Water: How Much Do I Really Need to Drink?

Water is the elixir of life. Without it, survival is impossible past a few days. But what you might not know is that dehydration will affect your sleep, cognitive function, digestion and exercise performance! Staying hydrated is not just essential; it’s vital for overall health. In fact, we’d argue that water is the most crucial nutrient of them all. Let’s explore why.

What Water Does In Your Body

  1. Cell Function: Every cell in your body relies on water. It’s the medium through which nutrients are transported and waste products are removed.
  2. Blood Composition: Water constitutes a significant portion of your blood. It ensures efficient circulation and oxygen delivery.
  3. Joint Cushioning: Water cushions your joints, allowing smooth movement and preventing wear and tear.
  4. Digestion Aid: Proper digestion depends on adequate hydration. Water helps break down food and supports nutrient absorption.
  5. Blood Pressure and Heart Health: Staying hydrated helps regulate blood pressure and maintain a steady heartbeat.
  6. Temperature Regulation: Sweating cools your body during exercise or hot weather, preventing overheating.
  7. Electrolyte Balance: Water ensures the right balance of essential minerals (electrolytes) in your body.

The Perils of Dehydration

Dehydration has serious consequences:

  • Mood and Concentration: Dehydration impairs mood and focus.
  • Physical Endurance: Lack of water reduces physical performance and may make you feel weaker or less fit during workouts.
  • Health Risks: Dehydration increases the risk of kidney stones, constipation, and heat stroke.
  • Sleep: Lack of adequate hydration can contribute to imbalanced melatonin levels, dry mucous membranes in the nose and mouth and can contribute to snoring.
  • Digestion: Water is what keeps fecal matter moving through your digestive tract. Dehydration will lead to lack of nutrient absorption and constipation.

Finding the Right Balance

While too little water is dangerous, so is excessive consumption. The old “8×8” rule (eight 8-ounce glasses per day) isn’t universally applicable. Instead, your individual needs have to be considered:

  1. Thirst Mechanism: Listen to your body. Thirst is a reliable indicator of hydration needs. Some people are more thirsty than others.

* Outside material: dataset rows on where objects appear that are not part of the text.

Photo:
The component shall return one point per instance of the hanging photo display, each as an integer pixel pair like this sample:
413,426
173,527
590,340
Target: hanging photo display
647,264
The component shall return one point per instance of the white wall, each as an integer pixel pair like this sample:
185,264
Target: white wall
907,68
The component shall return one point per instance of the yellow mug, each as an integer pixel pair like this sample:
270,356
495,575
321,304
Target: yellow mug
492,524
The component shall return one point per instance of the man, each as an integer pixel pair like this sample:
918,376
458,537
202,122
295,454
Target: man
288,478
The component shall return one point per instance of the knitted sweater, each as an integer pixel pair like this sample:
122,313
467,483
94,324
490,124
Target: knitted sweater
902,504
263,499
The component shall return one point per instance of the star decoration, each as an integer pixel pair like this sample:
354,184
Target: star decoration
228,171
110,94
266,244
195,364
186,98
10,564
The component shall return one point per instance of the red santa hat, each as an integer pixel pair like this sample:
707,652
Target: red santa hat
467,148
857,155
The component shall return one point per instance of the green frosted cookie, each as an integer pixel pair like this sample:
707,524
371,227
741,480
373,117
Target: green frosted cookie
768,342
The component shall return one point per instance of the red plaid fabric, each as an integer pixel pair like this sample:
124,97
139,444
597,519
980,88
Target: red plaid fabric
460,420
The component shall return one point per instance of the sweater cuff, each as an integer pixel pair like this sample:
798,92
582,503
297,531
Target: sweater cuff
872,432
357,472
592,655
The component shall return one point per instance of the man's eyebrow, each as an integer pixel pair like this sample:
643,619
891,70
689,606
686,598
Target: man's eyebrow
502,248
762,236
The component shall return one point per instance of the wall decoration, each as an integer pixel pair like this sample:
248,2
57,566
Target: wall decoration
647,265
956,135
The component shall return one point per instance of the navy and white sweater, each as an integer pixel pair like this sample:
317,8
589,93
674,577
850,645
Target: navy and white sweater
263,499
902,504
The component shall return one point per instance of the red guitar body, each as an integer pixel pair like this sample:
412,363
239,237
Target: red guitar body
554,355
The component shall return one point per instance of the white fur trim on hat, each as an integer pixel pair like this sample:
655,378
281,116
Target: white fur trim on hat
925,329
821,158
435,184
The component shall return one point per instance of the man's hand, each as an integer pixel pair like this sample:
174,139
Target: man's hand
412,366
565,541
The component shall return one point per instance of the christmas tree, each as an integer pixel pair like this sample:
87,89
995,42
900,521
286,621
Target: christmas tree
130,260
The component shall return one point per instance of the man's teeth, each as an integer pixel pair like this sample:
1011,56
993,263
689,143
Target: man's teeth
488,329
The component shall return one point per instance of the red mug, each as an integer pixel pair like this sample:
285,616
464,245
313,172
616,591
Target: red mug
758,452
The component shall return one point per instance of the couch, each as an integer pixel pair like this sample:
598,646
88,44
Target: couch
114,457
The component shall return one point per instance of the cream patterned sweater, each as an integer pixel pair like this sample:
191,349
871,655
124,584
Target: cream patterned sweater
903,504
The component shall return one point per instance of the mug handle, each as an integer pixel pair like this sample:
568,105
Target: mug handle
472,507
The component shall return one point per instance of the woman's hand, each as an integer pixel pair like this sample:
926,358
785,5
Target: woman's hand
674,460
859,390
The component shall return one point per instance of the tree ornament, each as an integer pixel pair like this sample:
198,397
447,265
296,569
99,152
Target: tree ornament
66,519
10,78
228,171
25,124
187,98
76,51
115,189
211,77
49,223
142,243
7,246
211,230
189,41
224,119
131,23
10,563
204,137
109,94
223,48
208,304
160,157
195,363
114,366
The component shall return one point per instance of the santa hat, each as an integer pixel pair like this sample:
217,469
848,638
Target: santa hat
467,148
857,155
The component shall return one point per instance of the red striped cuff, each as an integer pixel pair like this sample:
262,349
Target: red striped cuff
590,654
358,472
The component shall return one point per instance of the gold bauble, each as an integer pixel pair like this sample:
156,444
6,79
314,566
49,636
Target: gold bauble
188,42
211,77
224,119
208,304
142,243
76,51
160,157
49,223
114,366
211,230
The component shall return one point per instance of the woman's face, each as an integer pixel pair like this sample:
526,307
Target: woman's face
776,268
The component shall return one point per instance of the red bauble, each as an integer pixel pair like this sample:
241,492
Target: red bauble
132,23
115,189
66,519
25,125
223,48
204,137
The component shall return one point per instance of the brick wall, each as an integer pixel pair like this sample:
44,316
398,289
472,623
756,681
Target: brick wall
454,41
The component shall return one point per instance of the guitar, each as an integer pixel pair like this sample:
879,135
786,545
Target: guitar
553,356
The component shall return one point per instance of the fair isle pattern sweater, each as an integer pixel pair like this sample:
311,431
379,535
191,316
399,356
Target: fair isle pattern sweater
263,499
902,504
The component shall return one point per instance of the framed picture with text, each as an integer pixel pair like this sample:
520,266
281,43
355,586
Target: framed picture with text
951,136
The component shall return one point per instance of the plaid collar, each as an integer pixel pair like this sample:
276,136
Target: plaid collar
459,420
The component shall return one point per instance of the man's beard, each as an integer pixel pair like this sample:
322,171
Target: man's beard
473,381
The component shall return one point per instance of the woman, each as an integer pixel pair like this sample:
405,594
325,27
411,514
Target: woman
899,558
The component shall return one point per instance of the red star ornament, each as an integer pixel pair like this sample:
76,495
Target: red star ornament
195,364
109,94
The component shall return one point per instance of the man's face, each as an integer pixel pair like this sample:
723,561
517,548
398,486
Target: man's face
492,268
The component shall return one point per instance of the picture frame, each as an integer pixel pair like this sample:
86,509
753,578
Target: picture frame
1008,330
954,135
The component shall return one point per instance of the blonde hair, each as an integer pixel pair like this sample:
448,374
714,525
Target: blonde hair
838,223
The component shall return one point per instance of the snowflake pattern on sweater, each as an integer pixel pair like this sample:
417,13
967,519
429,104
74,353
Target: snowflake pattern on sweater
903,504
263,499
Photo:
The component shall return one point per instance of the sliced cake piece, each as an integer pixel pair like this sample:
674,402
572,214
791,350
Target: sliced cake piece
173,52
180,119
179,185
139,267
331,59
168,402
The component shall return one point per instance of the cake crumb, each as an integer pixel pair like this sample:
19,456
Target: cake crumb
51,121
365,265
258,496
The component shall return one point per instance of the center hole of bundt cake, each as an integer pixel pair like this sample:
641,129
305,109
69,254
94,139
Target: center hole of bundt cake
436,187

That’s not a bad thing, just something to potentially be aware of you are the not thirsty type because you could be under consuming water.
  2. Urine Color: Dark urine signals dehydration. Lighter urine indicates proper hydration.
  3. Sweating and Climate: Hot climates and intense physical activity increase your need for water.
  4. Specific Groups: Breastfeeding moms, the elderly, and those prone to kidney stones need extra hydration.
  5. Vomiting and Diarrhea: These conditions rapidly deplete water; replenish accordingly.

Beyond Plain Water

All fluids and water-containing foods contribute to hydration. Here are some other things to consider:

  1. Pure Water: Opt for water whenever possible. It’s the gold standard for hydration. BUT we recommend using a quality water filter and adding electrolytes to improve both hydration status and to ensure adequate consumption of essential minerals our current water supply lacks.
  2. Other Beverages: While caffeine was once considered a dehydrator, moderate coffee and tea consumption won’t harm hydration. Pay attention to your body’s response.
  3. Fruits and Vegetables: Many foods (like watermelon, celery, and oranges) are over 80% water. They count toward your daily intake.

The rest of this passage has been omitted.